# Using SageMaker Studio Lab with AWS Resources

[](https://studiolab.sagemaker.aws/import/github/aws/studio-lab-examples/blob/main/connect-to-aws/Access_AWS_from_Studio_Lab.ipynb)

Following guidance here
https://boto3.amazonaws.com/v1/documentation/api/latest/guide/quickstart.html

### Step 0. Install AWS CLI, boto3, and configure with your AWS credentials. 
 Also create and paste in your SageMaker execution role. 

In [1]:
%pip install boto3

In [2]:
%pip install awscli

In [3]:
!mkdir ~/.aws

---
# Exercise Caution on Using AWS Credentials
The next step should only be undertaken by professionals who are already comfortable using AWS access and secret keys.

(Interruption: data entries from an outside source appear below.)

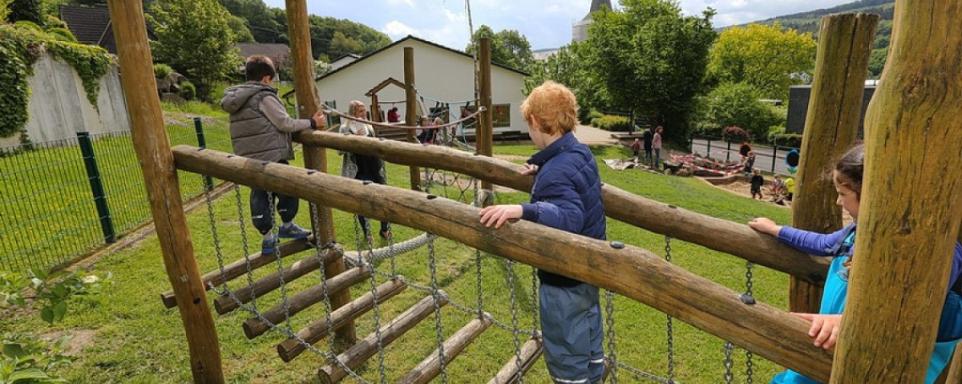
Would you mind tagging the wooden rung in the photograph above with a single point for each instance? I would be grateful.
(364, 349)
(318, 330)
(254, 326)
(430, 367)
(239, 267)
(509, 373)
(225, 303)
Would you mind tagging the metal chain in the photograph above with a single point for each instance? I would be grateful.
(729, 364)
(749, 282)
(612, 350)
(438, 330)
(671, 336)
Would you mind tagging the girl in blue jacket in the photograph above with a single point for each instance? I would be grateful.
(847, 177)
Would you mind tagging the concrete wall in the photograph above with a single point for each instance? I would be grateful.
(439, 74)
(59, 108)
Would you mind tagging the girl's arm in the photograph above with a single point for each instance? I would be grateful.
(812, 243)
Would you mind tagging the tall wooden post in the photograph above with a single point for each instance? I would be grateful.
(485, 130)
(163, 191)
(315, 157)
(411, 109)
(831, 127)
(911, 201)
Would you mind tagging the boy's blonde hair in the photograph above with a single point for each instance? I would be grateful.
(553, 106)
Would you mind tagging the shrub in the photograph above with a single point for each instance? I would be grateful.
(161, 71)
(612, 123)
(187, 90)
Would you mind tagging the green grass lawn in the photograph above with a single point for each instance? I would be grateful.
(137, 340)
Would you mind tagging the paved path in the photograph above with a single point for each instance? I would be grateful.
(593, 136)
(763, 154)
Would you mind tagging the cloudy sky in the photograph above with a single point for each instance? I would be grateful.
(547, 24)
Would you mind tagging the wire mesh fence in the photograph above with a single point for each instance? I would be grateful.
(62, 199)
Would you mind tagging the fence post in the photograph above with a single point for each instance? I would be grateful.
(96, 186)
(774, 157)
(202, 143)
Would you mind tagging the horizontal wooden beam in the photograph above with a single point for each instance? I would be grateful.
(302, 300)
(431, 367)
(512, 371)
(239, 268)
(364, 349)
(721, 235)
(628, 271)
(318, 330)
(226, 303)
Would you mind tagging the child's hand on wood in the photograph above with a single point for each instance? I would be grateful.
(497, 215)
(824, 330)
(765, 225)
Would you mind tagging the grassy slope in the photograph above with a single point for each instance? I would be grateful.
(139, 341)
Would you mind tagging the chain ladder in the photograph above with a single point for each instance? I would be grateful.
(670, 327)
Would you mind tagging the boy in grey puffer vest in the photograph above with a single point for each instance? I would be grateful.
(260, 129)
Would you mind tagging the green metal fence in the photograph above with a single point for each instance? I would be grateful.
(63, 199)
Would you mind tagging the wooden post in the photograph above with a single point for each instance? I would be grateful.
(831, 127)
(315, 157)
(911, 201)
(411, 109)
(163, 191)
(626, 270)
(485, 129)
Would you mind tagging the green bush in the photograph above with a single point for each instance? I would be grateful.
(161, 71)
(737, 104)
(187, 90)
(612, 123)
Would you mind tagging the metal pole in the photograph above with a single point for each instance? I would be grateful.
(96, 186)
(202, 143)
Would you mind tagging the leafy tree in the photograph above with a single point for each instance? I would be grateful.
(25, 10)
(194, 37)
(652, 60)
(764, 56)
(508, 47)
(737, 104)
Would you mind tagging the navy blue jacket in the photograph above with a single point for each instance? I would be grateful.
(566, 195)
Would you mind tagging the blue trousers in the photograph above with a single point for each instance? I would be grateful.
(571, 327)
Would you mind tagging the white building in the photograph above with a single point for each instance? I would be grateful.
(443, 76)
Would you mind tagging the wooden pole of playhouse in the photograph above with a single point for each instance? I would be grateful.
(315, 157)
(411, 109)
(911, 201)
(831, 127)
(163, 191)
(485, 130)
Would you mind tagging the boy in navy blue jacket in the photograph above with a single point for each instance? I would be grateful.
(567, 196)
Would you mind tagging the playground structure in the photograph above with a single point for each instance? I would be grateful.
(907, 222)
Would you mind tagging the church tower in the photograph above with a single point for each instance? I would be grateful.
(579, 32)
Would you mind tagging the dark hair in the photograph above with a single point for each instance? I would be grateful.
(257, 67)
(850, 167)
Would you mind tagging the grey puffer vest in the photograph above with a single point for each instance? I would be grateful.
(252, 133)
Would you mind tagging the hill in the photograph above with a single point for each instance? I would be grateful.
(809, 22)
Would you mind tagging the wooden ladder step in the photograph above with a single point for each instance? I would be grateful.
(255, 326)
(239, 267)
(430, 367)
(318, 330)
(510, 373)
(225, 303)
(364, 349)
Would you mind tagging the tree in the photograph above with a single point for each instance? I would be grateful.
(25, 10)
(195, 38)
(765, 56)
(737, 104)
(508, 47)
(652, 60)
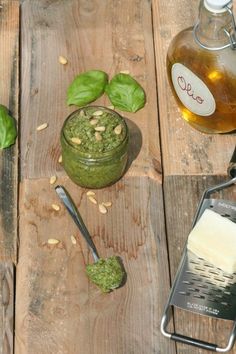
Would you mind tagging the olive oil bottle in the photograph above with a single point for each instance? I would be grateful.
(201, 65)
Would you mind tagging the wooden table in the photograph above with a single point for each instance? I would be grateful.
(56, 309)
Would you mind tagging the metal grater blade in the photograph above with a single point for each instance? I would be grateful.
(201, 287)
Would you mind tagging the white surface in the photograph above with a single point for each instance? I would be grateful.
(192, 91)
(217, 5)
(214, 239)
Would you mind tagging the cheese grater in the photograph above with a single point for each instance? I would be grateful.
(199, 286)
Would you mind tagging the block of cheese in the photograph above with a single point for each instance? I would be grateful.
(214, 239)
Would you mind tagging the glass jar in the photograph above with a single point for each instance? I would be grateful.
(202, 71)
(94, 142)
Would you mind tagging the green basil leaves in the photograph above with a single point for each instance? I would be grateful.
(87, 87)
(125, 93)
(8, 132)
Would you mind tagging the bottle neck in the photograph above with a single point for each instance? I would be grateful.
(213, 27)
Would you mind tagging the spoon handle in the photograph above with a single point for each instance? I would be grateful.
(73, 211)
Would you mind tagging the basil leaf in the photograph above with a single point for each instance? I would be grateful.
(8, 132)
(126, 93)
(87, 87)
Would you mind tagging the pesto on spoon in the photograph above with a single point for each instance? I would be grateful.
(106, 273)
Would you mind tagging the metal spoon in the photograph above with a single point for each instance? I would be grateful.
(73, 211)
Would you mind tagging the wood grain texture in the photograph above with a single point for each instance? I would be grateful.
(57, 309)
(185, 150)
(7, 296)
(9, 90)
(91, 36)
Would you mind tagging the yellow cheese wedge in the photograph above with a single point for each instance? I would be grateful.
(214, 239)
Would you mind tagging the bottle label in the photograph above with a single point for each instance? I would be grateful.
(192, 91)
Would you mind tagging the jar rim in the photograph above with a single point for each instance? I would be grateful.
(93, 155)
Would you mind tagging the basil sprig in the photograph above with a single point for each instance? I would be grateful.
(8, 132)
(87, 87)
(125, 93)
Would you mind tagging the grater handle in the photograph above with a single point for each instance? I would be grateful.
(195, 342)
(191, 341)
(232, 165)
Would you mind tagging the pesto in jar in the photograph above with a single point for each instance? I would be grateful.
(107, 274)
(94, 143)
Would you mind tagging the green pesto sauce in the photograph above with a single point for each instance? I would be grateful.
(107, 274)
(92, 163)
(79, 126)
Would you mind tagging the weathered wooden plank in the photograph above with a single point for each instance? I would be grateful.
(90, 35)
(7, 296)
(9, 90)
(185, 150)
(57, 309)
(9, 48)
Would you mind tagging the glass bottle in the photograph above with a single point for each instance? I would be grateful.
(201, 65)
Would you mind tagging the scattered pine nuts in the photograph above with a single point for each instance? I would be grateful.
(93, 121)
(92, 200)
(102, 209)
(55, 207)
(76, 141)
(98, 136)
(53, 241)
(107, 204)
(62, 60)
(42, 126)
(73, 240)
(91, 193)
(53, 179)
(97, 113)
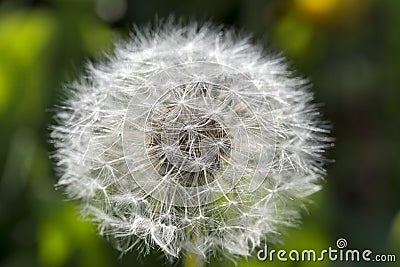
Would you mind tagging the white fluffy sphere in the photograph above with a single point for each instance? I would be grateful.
(190, 138)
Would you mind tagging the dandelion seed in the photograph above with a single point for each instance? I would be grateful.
(190, 138)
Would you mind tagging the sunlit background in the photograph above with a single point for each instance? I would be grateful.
(349, 49)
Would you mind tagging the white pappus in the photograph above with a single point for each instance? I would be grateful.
(190, 138)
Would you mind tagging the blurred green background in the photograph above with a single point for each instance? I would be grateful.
(349, 49)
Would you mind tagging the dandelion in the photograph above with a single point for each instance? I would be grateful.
(191, 139)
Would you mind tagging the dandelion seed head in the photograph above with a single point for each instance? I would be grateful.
(190, 138)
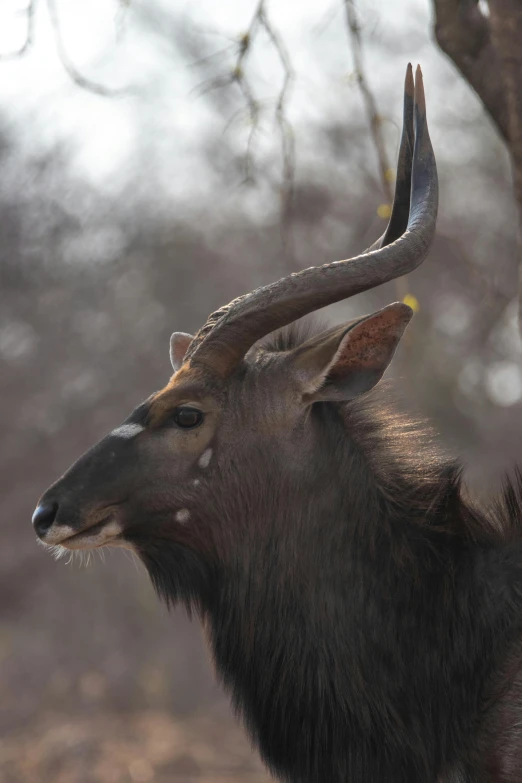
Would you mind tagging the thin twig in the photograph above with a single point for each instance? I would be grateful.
(285, 128)
(374, 118)
(77, 77)
(29, 36)
(261, 21)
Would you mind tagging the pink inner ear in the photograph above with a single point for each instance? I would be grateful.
(371, 344)
(179, 343)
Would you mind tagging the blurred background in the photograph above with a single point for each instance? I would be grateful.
(158, 159)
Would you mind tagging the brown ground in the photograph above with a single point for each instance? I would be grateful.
(141, 747)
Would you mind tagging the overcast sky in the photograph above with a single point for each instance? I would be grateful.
(160, 118)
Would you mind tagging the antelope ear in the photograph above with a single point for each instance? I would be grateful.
(179, 343)
(349, 360)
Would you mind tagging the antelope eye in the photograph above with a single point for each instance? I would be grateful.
(187, 418)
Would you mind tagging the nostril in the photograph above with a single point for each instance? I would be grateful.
(44, 517)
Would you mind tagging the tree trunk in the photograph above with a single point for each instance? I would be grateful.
(487, 50)
(506, 30)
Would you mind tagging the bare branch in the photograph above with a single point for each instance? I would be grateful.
(374, 118)
(286, 130)
(463, 33)
(29, 37)
(261, 21)
(374, 121)
(77, 77)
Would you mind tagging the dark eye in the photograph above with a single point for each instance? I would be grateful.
(188, 418)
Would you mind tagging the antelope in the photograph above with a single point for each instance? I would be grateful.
(363, 614)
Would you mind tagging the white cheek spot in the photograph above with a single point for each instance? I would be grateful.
(205, 458)
(183, 516)
(58, 533)
(127, 431)
(112, 528)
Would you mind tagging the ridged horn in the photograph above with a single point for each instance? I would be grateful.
(231, 331)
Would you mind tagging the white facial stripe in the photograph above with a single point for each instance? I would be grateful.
(57, 534)
(127, 431)
(205, 458)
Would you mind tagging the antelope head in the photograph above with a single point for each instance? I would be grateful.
(184, 478)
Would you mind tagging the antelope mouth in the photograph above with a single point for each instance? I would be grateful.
(103, 532)
(100, 534)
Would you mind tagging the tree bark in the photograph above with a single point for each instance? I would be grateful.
(506, 31)
(463, 33)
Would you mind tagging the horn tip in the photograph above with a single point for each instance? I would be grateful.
(420, 100)
(408, 82)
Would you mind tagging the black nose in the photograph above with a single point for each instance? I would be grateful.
(44, 517)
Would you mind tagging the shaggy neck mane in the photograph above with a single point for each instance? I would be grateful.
(330, 604)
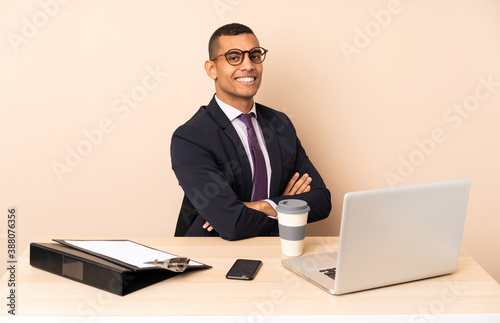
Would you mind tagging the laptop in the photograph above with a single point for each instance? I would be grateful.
(391, 236)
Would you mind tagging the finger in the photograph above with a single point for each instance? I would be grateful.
(291, 183)
(300, 185)
(305, 187)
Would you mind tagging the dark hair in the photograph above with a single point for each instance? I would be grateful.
(226, 30)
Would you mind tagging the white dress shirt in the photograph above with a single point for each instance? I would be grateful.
(241, 129)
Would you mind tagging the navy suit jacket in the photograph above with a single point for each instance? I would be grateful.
(213, 169)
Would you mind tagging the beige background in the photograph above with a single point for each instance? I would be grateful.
(382, 93)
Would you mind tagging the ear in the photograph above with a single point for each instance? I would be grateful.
(211, 70)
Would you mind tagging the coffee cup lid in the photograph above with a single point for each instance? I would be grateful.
(292, 206)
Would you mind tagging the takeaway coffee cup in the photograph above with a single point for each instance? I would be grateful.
(292, 221)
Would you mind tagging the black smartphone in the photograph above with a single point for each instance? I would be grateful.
(244, 269)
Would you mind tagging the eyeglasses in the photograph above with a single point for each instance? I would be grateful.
(235, 56)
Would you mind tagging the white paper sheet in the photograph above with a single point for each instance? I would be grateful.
(125, 251)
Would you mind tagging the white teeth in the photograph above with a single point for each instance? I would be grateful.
(246, 79)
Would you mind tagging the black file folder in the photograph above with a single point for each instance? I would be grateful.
(95, 271)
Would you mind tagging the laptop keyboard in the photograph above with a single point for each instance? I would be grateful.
(330, 272)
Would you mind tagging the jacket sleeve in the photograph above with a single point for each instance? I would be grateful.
(207, 186)
(319, 197)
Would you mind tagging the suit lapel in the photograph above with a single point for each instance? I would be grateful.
(246, 172)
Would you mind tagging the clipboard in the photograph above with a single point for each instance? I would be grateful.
(97, 270)
(127, 253)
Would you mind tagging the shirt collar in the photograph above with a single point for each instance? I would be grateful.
(231, 112)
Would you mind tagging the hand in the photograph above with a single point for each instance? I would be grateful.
(261, 206)
(298, 185)
(207, 226)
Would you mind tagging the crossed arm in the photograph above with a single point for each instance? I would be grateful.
(296, 185)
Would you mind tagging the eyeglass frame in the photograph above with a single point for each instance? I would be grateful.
(243, 55)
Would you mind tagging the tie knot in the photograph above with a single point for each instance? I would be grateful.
(247, 119)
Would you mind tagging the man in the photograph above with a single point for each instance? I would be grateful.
(234, 169)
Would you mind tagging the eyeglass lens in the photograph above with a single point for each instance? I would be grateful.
(235, 56)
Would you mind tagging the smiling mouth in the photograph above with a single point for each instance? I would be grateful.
(247, 79)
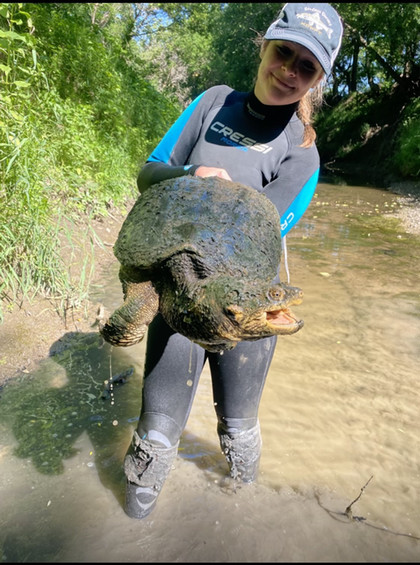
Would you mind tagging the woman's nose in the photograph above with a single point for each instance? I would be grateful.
(290, 65)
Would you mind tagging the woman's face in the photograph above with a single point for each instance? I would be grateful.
(286, 72)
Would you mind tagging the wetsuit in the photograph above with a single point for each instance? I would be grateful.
(258, 146)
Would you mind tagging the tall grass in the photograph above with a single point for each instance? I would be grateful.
(63, 161)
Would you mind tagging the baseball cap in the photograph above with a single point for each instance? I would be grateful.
(317, 27)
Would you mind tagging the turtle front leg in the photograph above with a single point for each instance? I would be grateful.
(128, 324)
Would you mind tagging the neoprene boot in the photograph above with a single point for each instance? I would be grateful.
(146, 467)
(242, 450)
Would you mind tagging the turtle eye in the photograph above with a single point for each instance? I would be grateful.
(276, 294)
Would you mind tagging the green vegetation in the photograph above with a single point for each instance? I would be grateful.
(88, 89)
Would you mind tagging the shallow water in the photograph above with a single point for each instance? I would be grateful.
(339, 417)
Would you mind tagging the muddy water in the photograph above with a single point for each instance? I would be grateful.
(339, 417)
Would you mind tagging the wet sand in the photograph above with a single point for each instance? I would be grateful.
(339, 419)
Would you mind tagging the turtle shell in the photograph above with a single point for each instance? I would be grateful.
(234, 228)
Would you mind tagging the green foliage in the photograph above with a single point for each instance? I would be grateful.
(77, 118)
(407, 154)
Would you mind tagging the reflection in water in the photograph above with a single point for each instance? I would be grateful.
(340, 406)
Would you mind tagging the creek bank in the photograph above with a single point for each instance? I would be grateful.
(29, 329)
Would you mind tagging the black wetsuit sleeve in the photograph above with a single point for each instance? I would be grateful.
(171, 156)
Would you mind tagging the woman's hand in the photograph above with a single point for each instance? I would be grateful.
(212, 172)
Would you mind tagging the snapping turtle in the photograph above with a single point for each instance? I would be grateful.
(203, 252)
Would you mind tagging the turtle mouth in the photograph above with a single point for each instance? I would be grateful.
(283, 317)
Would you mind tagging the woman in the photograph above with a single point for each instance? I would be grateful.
(263, 139)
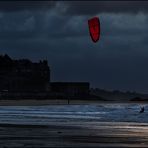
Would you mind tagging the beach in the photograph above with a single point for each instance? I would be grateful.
(88, 134)
(104, 125)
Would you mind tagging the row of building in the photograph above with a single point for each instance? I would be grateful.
(24, 76)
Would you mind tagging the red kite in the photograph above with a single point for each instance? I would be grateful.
(94, 28)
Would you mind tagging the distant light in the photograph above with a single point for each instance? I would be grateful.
(94, 28)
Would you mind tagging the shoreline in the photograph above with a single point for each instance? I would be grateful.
(37, 102)
(72, 134)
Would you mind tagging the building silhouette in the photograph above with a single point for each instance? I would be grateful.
(23, 75)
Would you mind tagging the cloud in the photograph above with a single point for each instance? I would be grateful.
(95, 7)
(9, 6)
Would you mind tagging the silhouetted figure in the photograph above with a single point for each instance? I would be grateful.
(68, 101)
(142, 110)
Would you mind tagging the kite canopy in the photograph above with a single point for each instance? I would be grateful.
(94, 28)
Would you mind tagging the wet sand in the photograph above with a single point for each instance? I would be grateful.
(34, 102)
(75, 134)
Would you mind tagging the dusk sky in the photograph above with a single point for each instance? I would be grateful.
(58, 31)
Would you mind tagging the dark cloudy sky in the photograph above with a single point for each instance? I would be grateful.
(58, 31)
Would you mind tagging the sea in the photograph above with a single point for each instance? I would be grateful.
(43, 115)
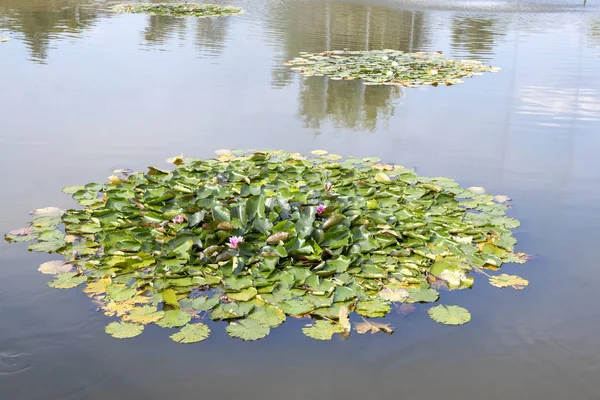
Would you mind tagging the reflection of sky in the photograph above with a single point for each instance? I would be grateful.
(561, 104)
(104, 101)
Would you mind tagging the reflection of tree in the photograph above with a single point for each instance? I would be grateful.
(41, 22)
(476, 36)
(348, 104)
(210, 33)
(316, 27)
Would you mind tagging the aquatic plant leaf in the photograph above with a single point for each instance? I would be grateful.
(389, 67)
(170, 298)
(47, 211)
(394, 295)
(505, 280)
(204, 303)
(124, 330)
(449, 315)
(144, 315)
(423, 295)
(243, 295)
(373, 308)
(322, 330)
(174, 319)
(67, 280)
(344, 319)
(247, 329)
(191, 333)
(268, 315)
(120, 292)
(260, 236)
(178, 10)
(373, 327)
(97, 287)
(55, 267)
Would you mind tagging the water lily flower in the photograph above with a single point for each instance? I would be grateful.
(234, 241)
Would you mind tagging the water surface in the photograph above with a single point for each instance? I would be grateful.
(85, 91)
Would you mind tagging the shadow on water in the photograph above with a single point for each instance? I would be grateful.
(529, 131)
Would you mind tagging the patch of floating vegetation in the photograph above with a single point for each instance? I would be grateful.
(388, 67)
(252, 238)
(179, 9)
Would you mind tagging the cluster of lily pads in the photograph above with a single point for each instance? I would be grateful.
(178, 9)
(388, 67)
(252, 238)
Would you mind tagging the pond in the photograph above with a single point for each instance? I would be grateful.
(86, 91)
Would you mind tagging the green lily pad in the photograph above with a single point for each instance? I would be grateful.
(248, 329)
(67, 280)
(391, 67)
(191, 333)
(449, 315)
(178, 10)
(505, 280)
(124, 330)
(268, 315)
(251, 238)
(323, 330)
(174, 319)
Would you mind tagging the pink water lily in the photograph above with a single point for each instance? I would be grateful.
(234, 241)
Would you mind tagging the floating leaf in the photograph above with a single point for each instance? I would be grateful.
(344, 320)
(373, 308)
(505, 280)
(373, 327)
(322, 330)
(248, 329)
(391, 67)
(123, 330)
(191, 333)
(449, 315)
(268, 315)
(178, 10)
(144, 315)
(55, 267)
(174, 319)
(263, 235)
(67, 280)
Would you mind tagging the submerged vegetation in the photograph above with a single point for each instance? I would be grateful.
(252, 238)
(388, 67)
(178, 9)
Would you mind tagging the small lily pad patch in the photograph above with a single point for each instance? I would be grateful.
(178, 9)
(388, 67)
(254, 238)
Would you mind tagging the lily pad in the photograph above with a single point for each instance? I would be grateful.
(178, 10)
(248, 329)
(124, 330)
(390, 67)
(174, 319)
(449, 315)
(55, 267)
(505, 280)
(191, 333)
(251, 238)
(322, 330)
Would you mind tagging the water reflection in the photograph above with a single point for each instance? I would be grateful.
(477, 37)
(560, 105)
(315, 27)
(44, 21)
(210, 33)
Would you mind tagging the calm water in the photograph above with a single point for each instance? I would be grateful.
(84, 91)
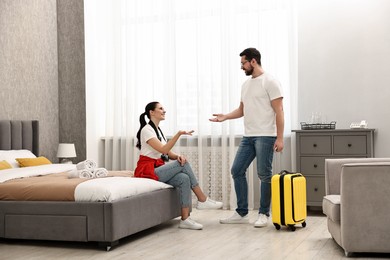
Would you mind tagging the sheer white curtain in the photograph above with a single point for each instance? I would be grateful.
(184, 54)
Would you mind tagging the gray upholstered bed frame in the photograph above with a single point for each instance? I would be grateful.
(103, 222)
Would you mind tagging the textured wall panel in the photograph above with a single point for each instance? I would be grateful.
(29, 67)
(71, 75)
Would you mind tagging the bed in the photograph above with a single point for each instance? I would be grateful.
(105, 222)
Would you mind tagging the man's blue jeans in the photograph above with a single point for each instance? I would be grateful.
(251, 147)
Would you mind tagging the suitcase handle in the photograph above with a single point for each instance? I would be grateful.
(284, 172)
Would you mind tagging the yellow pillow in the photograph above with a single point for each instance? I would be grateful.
(26, 162)
(5, 165)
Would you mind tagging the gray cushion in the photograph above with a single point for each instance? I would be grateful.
(331, 207)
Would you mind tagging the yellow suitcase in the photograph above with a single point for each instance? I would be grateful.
(288, 206)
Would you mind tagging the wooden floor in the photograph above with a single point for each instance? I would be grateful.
(215, 241)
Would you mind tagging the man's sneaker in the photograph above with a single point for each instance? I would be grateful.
(235, 219)
(209, 204)
(188, 223)
(261, 221)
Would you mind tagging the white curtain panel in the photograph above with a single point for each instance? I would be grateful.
(184, 54)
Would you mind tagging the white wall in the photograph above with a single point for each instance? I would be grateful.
(344, 64)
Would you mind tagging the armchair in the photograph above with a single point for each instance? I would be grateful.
(357, 203)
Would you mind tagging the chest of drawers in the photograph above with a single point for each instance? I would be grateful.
(314, 146)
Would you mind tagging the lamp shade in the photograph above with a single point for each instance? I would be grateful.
(66, 151)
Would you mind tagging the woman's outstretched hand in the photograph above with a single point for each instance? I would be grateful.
(218, 118)
(181, 159)
(182, 132)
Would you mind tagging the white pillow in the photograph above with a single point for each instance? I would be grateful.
(11, 155)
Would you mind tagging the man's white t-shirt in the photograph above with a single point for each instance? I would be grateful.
(148, 133)
(256, 95)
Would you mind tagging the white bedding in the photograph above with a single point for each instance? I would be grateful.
(113, 188)
(25, 172)
(98, 189)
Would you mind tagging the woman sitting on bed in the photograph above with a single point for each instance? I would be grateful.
(153, 163)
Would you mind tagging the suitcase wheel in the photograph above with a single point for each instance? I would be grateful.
(277, 226)
(292, 227)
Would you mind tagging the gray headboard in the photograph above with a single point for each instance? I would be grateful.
(18, 134)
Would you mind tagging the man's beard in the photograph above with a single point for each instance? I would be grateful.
(249, 72)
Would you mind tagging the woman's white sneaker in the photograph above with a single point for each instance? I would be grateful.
(209, 204)
(188, 223)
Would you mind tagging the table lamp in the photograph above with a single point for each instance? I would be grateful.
(66, 151)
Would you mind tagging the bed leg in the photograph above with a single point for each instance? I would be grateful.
(108, 245)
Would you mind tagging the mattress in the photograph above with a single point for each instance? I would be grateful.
(51, 183)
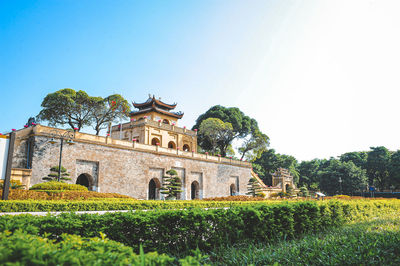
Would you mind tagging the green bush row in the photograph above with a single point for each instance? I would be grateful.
(179, 231)
(107, 204)
(55, 185)
(20, 248)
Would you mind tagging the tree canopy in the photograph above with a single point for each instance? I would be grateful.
(216, 133)
(242, 127)
(77, 109)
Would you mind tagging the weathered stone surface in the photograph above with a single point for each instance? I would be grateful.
(128, 171)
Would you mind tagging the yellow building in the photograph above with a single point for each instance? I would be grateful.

These credentials are similar to the keys to a car - if someone takes them inadvertenly, they can steal your vehicle. While there are additional AWS permissions you can apply, the basic concept still stands. Under no circumstances should you share these resources publicly. 

Please refer here for getting started with your AWS credentials.
https://docs.aws.amazon.com/general/latest/gr/aws-sec-cred-types.html 

That being said, if you are handling your keys carefully, you can in fact access your AWS account from Studio Lab. We'll walk through that here.

In [4]:
%%writefile ~/.aws/credentials

[default]
aws_access_key_id = < paste your access key here, run this cell, then delete the cell >
aws_secret_access_key = < paste your secret key here, run this cell, then delete the cell > 

In [13]:
%%writefile ~/.aws/config

[default]
region=us-east-1

In [9]:
!pip install sagemaker

If you are already used to using SageMaker within your own AWS account, please copy and paste the arn for your execution role below. If you are new to thise, follow the steps to create one here.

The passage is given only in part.